Magic link authentication in Supabase - Time & Space Complexity
When using magic link authentication, it's important to know how the number of users affects the process time.
We want to understand how the system handles sending magic links as more users try to log in.
Analyze the time complexity of the following operation sequence.
const { data, error } = await supabase.auth.signInWithOtp({
email: userEmail,
options: { emailRedirectTo: 'https://example.com/welcome' }
});
This code sends a magic link email to a user to authenticate them without a password.
Identify the API calls, resource provisioning, data transfers that repeat.
- Primary operation: Sending a magic link email via the authentication API.
- How many times: Once per user login attempt.
Each login attempt triggers one email send operation, so the total work grows directly with the number of users.
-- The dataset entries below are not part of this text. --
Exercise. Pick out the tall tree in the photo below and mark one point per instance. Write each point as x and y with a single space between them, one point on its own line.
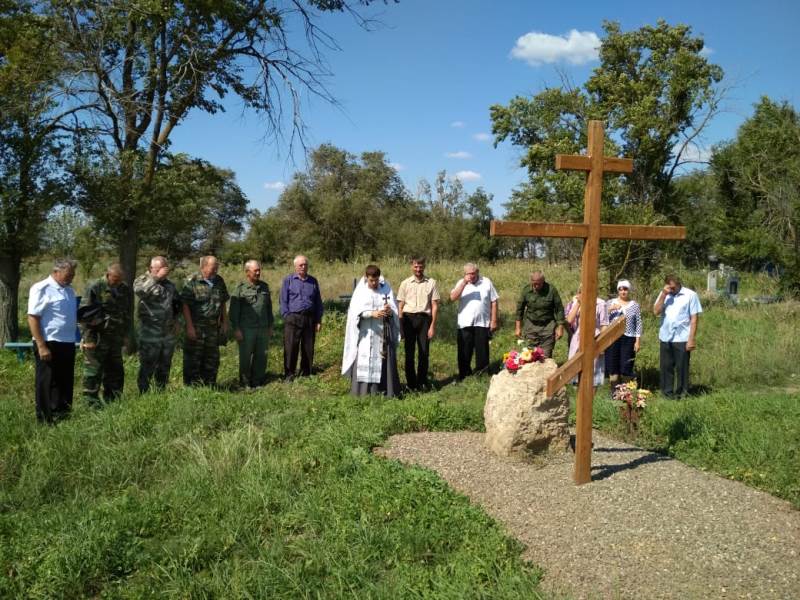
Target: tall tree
30 147
197 205
145 65
758 189
657 92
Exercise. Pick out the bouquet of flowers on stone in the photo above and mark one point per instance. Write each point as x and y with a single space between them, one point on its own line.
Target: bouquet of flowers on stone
514 359
630 394
633 401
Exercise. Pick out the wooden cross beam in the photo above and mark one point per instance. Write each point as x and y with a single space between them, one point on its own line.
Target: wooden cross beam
592 231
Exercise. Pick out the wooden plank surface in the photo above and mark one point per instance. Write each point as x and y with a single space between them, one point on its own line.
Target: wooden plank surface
534 229
617 165
578 230
570 369
572 162
641 232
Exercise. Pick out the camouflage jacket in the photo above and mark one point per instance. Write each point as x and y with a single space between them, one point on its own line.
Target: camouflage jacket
206 302
159 305
116 302
251 306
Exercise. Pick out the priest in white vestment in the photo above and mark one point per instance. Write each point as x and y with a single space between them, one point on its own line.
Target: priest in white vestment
371 337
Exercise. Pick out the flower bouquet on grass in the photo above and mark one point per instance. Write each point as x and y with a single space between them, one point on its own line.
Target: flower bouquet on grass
634 401
514 359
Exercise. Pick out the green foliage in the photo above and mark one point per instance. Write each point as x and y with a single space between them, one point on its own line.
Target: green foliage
757 180
345 207
651 88
276 493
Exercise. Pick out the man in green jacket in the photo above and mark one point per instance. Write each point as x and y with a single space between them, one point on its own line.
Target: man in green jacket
204 296
102 342
251 320
159 307
540 314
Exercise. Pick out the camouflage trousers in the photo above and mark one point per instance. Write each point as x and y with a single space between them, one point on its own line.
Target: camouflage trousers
155 360
253 357
103 365
201 356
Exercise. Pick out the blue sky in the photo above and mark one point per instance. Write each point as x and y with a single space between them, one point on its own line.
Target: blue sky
419 87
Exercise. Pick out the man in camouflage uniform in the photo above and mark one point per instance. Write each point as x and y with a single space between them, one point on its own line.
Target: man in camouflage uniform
159 306
102 344
251 322
204 296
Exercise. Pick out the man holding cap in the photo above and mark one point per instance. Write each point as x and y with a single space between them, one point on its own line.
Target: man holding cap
679 308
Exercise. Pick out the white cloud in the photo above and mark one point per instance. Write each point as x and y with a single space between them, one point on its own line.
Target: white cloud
695 154
468 176
576 48
459 154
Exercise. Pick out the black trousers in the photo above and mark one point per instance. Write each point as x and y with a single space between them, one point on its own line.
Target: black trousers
415 334
674 360
55 379
472 340
620 357
299 335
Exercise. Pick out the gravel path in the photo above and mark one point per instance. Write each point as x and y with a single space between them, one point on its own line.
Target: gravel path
646 527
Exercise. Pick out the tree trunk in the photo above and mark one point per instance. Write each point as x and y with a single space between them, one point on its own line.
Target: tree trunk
128 254
9 298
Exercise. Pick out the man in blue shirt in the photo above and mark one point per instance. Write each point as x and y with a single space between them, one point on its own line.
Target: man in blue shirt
301 309
679 308
52 318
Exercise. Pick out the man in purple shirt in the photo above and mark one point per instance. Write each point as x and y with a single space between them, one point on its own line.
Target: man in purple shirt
301 308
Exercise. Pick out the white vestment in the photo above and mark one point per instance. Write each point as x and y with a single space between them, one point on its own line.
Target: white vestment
364 336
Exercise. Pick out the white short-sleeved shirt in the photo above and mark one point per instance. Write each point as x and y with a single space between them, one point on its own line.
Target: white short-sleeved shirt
57 307
677 315
475 303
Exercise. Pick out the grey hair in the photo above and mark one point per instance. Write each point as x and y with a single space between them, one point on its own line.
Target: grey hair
159 259
64 264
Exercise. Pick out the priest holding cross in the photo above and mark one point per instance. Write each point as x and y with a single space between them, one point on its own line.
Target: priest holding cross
592 231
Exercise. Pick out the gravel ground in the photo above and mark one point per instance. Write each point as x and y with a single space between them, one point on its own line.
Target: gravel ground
646 527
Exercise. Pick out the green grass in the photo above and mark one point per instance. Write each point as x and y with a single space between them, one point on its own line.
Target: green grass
275 493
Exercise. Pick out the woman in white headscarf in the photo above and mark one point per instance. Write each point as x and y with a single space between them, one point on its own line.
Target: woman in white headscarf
621 355
371 337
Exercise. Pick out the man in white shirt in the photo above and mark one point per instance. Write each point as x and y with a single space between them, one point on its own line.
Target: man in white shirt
477 319
52 318
679 308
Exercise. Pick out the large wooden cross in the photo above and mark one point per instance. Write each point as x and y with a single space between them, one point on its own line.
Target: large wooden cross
592 231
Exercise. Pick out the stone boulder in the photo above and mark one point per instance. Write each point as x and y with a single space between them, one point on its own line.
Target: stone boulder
520 419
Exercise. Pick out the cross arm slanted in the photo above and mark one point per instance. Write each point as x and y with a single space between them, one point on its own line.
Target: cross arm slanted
570 369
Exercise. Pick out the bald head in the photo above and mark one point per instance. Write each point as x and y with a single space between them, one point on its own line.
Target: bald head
209 266
537 280
252 270
159 267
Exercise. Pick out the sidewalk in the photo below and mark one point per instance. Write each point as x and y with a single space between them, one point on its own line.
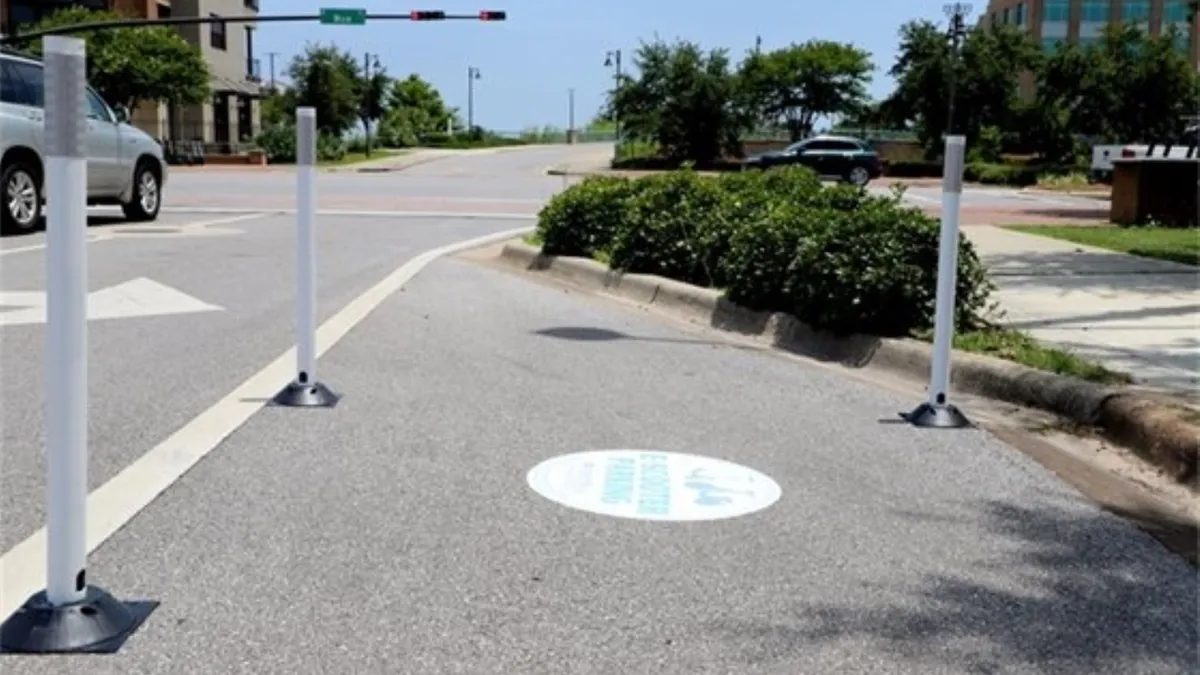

| Input Size (n) | Approx. API Calls/Operations |
|---|---|
| 10 | 10 email sends |
| 100 | 100 email sends |
| 1000 | 1000 email sends |
Pattern observation: The number of email sends grows linearly as more users request magic links.
Time Complexity: O(n)
This means the time to send magic links grows directly in proportion to the number of login requests.
[X] Wrong: "Sending one magic link email handles all users at once, so time stays the same no matter how many users."
[OK] Correct: Each user needs their own email, so the system must send one email per user, making time grow with user count.
Understanding how user requests scale helps you design systems that handle growth smoothly and keep users happy.
"What if we batch magic link emails to send multiple at once? How would the time complexity change?"